Like the changing of the seasons, another Tour de France has come and gone and Lance Armstrong has ridden off victorious again.
15th stage of this year’s Tour de France on July 21. Armstrong
threw down the gauntlet after falling during the stage, roaring
back to win it with an amazing show of perseverance.
It’s getting to the point where we are running out of superlatives to describe this guy.
Don’t worry, I’m sure I can find a few more.
His fifth straight victory in the cycling’s premier annual event may have surpassed his previous four, because he had so many obstacles to overcome this time.
The organizers changed the course this year to have fewer mountain stages (Armstrong’s specialty), he avoided a huge wreck involving several riders in the first stage, just missed crashing into fallen rider Joseba Beloki of Spain (who wound up with a broken leg, elbow and wrist) in another incident, and finally, survived his own wipe out in the 15th stage.
The final escape (from his own fall) was followed by one of the single most incredible athletic performances I have ever seen — in person or on television.
I have been blessed in my life to have seen the Olympics, the World Cup Final, Super Bowls, the NBA Finals and many other significant events, but what I saw that night may have surpassed any sporting feat I have witnessed.
When the 31-year-old Armstrong got off the deck and climbed back on his bike, then nearly fell again a few seconds later when his feet came off the pedals, what followed was a sensational show of grit and determination.
Buoyed by a burst of adrenaline — and sensing the urgency of the moment — Armstrong proceeded to storm to victory in the stage — his only one of this Tour — and set the tone for the rest of the race.
After falling, the sporting gesture of Germany’s Jan Ullrich (who slowed down and waited) allowed Armstrong to catch up. Shortly thereafter, Spain’s Ivan Mayo tried to breakaway from the pack and Armstrong went after him.
Armstrong shed Mayo relatively quickly, then proceeded to overtake stage leader Sylvain Chavanel of France, who was a considerable distance in front, but began to fade on the final climb to the finish line.
It’s an old cliche — ‘That’s what champions are made of” — but apropos in this case.
I still remember sitting on the couch watching (as I did many nights during the race) that 15th stage on JSky Sports and being just gripped by the action. The camera work was incredible, to the point of where you almost felt like you were riding in the race.
With Armstrong entering the stage only 15 seconds ahead of Ullrich and the mountain stages starting to dwindle, I had a very uneasy feeling.

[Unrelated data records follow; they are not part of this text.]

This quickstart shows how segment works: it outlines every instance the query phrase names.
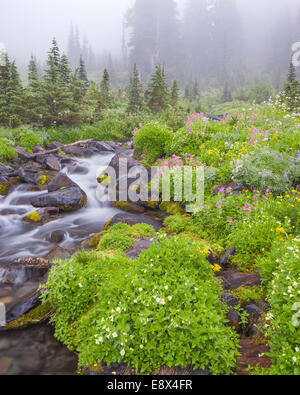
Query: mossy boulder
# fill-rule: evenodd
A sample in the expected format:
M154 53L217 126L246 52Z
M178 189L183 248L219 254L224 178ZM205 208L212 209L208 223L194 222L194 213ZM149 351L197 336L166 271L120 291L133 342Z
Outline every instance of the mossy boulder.
M65 174L58 174L48 184L48 193L34 197L34 207L58 207L60 211L74 211L87 203L85 192Z
M53 308L49 303L40 305L28 313L22 315L20 318L8 323L5 326L5 330L11 331L24 329L31 325L40 324L46 321L50 317L51 313L53 313Z

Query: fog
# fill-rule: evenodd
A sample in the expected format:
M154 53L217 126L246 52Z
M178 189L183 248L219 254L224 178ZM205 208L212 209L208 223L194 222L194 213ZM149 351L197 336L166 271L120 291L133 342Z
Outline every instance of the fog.
M18 61L45 57L55 36L63 50L73 23L95 51L120 52L123 15L134 0L0 0L0 42Z
M203 14L205 1L208 18L202 16L197 20L197 15ZM150 48L146 30L151 28L149 14L154 12L152 8L158 2L160 5L156 7L160 7L160 11L157 12L165 13L162 20L166 22L160 27L163 32L160 43ZM41 63L45 61L53 37L67 53L73 26L75 34L78 29L81 46L85 42L89 56L92 53L96 59L94 68L97 70L105 66L99 59L106 53L106 57L111 54L114 62L119 62L115 68L120 72L127 70L124 66L126 56L129 60L126 64L136 62L145 75L149 75L155 62L161 62L179 80L201 78L202 75L224 81L229 72L222 74L211 65L218 63L219 68L223 67L225 58L222 59L221 53L226 50L223 57L232 60L228 63L230 72L234 68L243 68L245 74L247 68L252 72L271 71L274 75L277 73L274 78L278 83L284 68L288 67L292 43L300 41L300 0L177 0L176 14L175 9L173 12L170 8L173 0L152 0L150 3L149 0L0 0L0 43L24 71L31 55ZM162 3L168 5L165 10ZM138 10L138 4L142 10L141 7ZM125 15L128 16L128 10L134 5L135 15L145 19L140 21L141 26L136 20L129 28L127 24L124 33L124 21L128 22ZM202 11L194 13L197 7L202 7ZM213 10L218 7L222 12L214 17ZM177 33L174 35L175 22L173 25L170 22L172 12L179 22L178 37ZM153 32L151 34L154 36ZM212 34L216 36L213 44Z

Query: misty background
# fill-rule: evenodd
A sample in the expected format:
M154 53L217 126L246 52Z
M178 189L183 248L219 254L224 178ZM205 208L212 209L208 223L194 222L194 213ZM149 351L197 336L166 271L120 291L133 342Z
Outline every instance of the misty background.
M0 0L0 43L23 76L31 55L44 67L53 37L73 68L82 55L91 78L108 68L115 86L133 63L144 81L160 63L181 85L278 87L300 41L300 0Z

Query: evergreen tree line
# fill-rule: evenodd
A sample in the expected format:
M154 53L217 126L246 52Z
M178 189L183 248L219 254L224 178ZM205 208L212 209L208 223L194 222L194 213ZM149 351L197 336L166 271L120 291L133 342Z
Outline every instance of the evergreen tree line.
M154 113L179 100L178 83L168 86L164 68L155 67L147 88L134 65L129 86L125 89L128 114L141 110ZM28 84L23 86L15 62L3 54L0 62L0 125L33 124L43 126L76 125L101 119L104 109L113 106L114 93L110 75L104 69L100 84L89 81L83 57L73 71L68 57L61 53L55 39L48 52L47 66L40 77L36 60L28 65Z

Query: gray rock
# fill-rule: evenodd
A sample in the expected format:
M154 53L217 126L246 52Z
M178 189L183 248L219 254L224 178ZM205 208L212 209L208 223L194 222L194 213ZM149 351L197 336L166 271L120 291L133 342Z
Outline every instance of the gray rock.
M48 192L55 192L61 190L61 188L72 188L78 187L67 175L63 173L57 174L48 184Z
M63 230L55 230L50 235L51 243L61 243L65 239L65 232Z
M73 211L87 203L87 196L78 186L39 195L31 199L33 207L58 207L60 211Z
M146 215L137 215L137 214L130 214L130 213L119 213L115 215L108 223L108 227L111 227L115 224L123 222L128 225L135 225L135 224L148 224L153 226L156 231L159 231L162 228L162 223L158 220L150 218Z
M221 301L229 307L235 307L239 304L238 298L228 293L221 295Z
M220 259L220 266L221 267L225 267L228 263L228 259L230 256L234 255L236 253L236 248L230 248L228 251L226 251L226 253L222 256L222 258Z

When Armstrong took the tumble — well into the stage — I awoke my one-year-old daughter, who was asleep on the couch next to me, with my ‘Oh, no!’
She raised her little head, looked around, and lucky for me, went right back to sleep. I then had the chance to settle in and watch Armstrong in what may have been his finest hour.
When he took off and left Mayo behind, I thought, ‘He’s making his move.’ Then, when I saw Chavanel starting to struggle up the final mountain, and Armstrong gaining speed with each kilometer, I thought, ‘He’s going to pass this guy and win the stage!’
Sure enough, that is exactly what happened.
Talk about compelling — it was almost ridiculous.
I don’t think Hollywood could have come up with a better script.
There were still five stages to go, but psychologically, Armstrong won the Tour on that day.
We all know the story of how Armstrong overcame cancer to become an American sporting legend. Usually, when a tale becomes as repetitious as his — victory every year — the public becomes bored. But not with this guy.
The more you see of him, the more you want to see.
I am not sure the term inspiration is even sufficient to describe what you feel when you watch Armstrong compete.
It is why a few months back, when I filled out my ballot for the annual World Sports Awards, I chose Armstrong as the male athlete of the year.
There were other good nominees, but it was clear to me he was the most deserving. It came as no surprise to me a couple of months later when he was named the winner of the honor.
It was quite an achievement for a cyclist, but for Armstrong, who has the admiration of many of his fellow professional athletes, it was just another accolade in what has truly become an incredible life.